The process is done by performing the creation of the executable in reverse order. It often starts with disassembling the code. That is a process where binary machine code is translated back into assembly language code. Assembly is a very low-level programming language, but still readable for humans, unlike pure binary code composed of ones and zeros.
There are very good open-source disassemblers (list) like Radare2 or Binary Ninja available, but the assembly code they produce can still be far away from the original. Things might work differently than intended by the software you are attempting to disassemble. Oftentimes, jumps from one location of the original program to another (distance measured in bytes) cannot be captured correctly by the disassembler. The same applies to branches in the original code or conditional statements like if, else and switch. (switch statements in C++ are known to be heavily changed by an optimising compiler to increase performance.)
The main reason for the difficulties are changes that compilers make: They do not simply translate to machine language, but process a statement and its “neighbours” together or mix data into the Assembly file’s .code section (or vice versa code into .data). While this optimises file size and speed, it makes decifering almost impossible, since it is hard to separate code from data and information is lost by “mixing” statements close to each other.
Even when the disassembler did a great job, there are still obstacles to overcome. Assembly is a very low-level programming language and most programmers have to invest a lot of time into the resulting code or cannot read it at all. The assembly code you get is still far away from the original source code in high-level languages like Python, Java or C++. The assembly code might help reviewing the software, but it does not give you all the answers you were looking for. Assembly can be very cryptic and even programmers that are used to understanding assembly can get stuck. This is especially true for very large and complex programs.
Therefore, disassembling closed-source software does not necessarily increase transparency.

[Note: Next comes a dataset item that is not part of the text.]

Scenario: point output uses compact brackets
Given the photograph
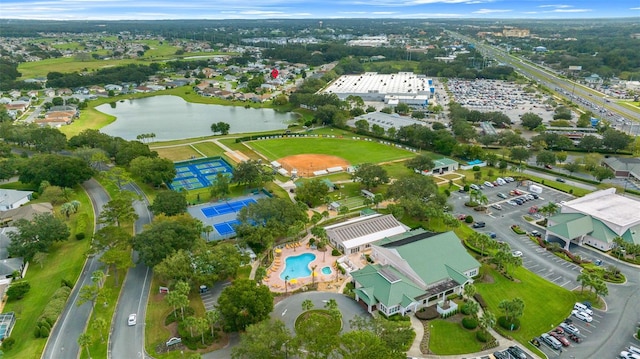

It cannot replace open-source programs. Software developers that do not release their source code do this for understandable reasons. They definitely know how difficult or impossible it is to recover source code after compiling. Only providing binaries helps them protect their work, although it does not stop piracy at all.
The issue we have with closed-source software is that you could hide almost anything in it. Collecting usage statistics without consent is a “harmless” example. The hidden source files could just as easily code for backdoors or direct eavesdropping, like in Skype, which we describe in our article “Microsoft help Police wire-tap Skype”. You will never know and that is the problem.
For this reason, we cannot accept closed-source software, even if we have verified that it is not harmful, by the procedures listed above. There is open-source software available for almost all applications, from development and graphics design to office programs, so you should definitely use it.
Besides, disassembling and reverse engineering software is often illegal under copyright laws. This does not stop some black sheep in the software industry from trying, however. Take the MS Office clone WPS Office, for example. It is an almost identical replicate of Microsoft’s software suite. Both in looks and functions, which is hardly possible without at least reverse engineering parts of the original.